The interplay between speculative capital and high tech manufacturing firms is another key dynamic of finance-driven capitalism that Klein barely addresses. Increasingly, the relationship between Wall Street and the Silicon Valley/Seattle complex departed from the dynamics of the real economy. As overproduction drove out profitability in the “Old Economy,” the smart speculative set migrated to high-tech stocks. Here virtual capitalism took hold, based on the expectation of future profitability rather than on actual profitability, a dynamic exemplified by the rapid rise in the stock values of Internet firms that have yet to turn a profit, such as Amazon.com. Once future profitability rather than actual performance became the driving force of investment decisions, then Wall Street operations became indistinguishable from high-stakes gambling in Las Vegas.

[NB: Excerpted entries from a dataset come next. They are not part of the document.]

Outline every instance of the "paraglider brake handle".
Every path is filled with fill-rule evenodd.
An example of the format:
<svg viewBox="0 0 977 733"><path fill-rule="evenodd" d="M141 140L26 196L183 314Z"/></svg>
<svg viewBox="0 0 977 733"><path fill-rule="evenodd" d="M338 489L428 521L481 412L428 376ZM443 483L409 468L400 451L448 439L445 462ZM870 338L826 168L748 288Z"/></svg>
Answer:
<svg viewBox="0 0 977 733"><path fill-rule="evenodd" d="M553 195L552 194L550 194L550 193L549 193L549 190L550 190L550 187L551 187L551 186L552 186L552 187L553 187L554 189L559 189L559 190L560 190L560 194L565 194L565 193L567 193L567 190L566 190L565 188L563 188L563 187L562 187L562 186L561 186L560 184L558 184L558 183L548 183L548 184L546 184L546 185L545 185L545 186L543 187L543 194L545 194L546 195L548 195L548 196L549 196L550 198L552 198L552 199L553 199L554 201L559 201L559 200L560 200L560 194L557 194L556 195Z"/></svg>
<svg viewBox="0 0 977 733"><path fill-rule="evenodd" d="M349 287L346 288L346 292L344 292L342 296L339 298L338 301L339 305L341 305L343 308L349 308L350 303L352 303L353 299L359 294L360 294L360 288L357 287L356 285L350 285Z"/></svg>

The New Economy was essentially a speculative bubble that floated away from the Real Economy, with almost all players knowing that the bubble would burst at some point, but believing that somehow, unlike the rest of the herd, one would escape it by pulling out, having made a killing, in the nick of time. Not quite New Economy but not quite Old, the Nikes, Starbucks, and Barnes and Nobles were also sucked into the casino mentality, their direction being increasingly driven by mystical indicators—such as “shareholder value” and “earnings per share”—meant to give a scientific gloss to gambling behavior.
The bubble finally burst in the last few months, wiping out $4.6 trillion in investor wealth, a sum that, as Business Week points out, is half the US gross domestic product and four times the wealth wiped out in the 1987 crash. More important, the financial sector’s ability to absorb investment that could not generate profits in the production sector has been shattered. Averted by speculative activity for about four years, the contraction—a deep one, it seems—has finally caught up with the global capitalist economy.
The culture of capitalism
Naomi Klein paints an unparalleled portrait of the culture of capitalism in the age of globalization. She also provides us with the best analysis yet of the rise of the anti–corporate globalization movement. She has, moreover, written an impressively insightful work on the dynamics of light manufacturing, the service sector, entertainment, and retail, where marketing has eclipsed manufacturing, where selling the product has given way to establishing the hegemony of the brand in the consumer’s total lifestyle.
But the portrait is incomplete and one-dimensional. Nike and Tommy Hilfiger are not in the same class as Intel, Microsoft, Long-Term Capital, Cisco Systems, and Citigroup—the high-tech and financial giants that power the rest of the economy. Indeed, Nike and Adidas and Walt Disney ultimately dance to the tune of theWall Street–Silicon Valley complex. In the total economy, it is not “synergy” or brand imperialism that ultimately serves as the engine of change but the classical crisis of overcapacity in production leading to the hegemony of finance capital.
In sum, this is a book that is as brilliant as it is flawed. But then what great book isn’t?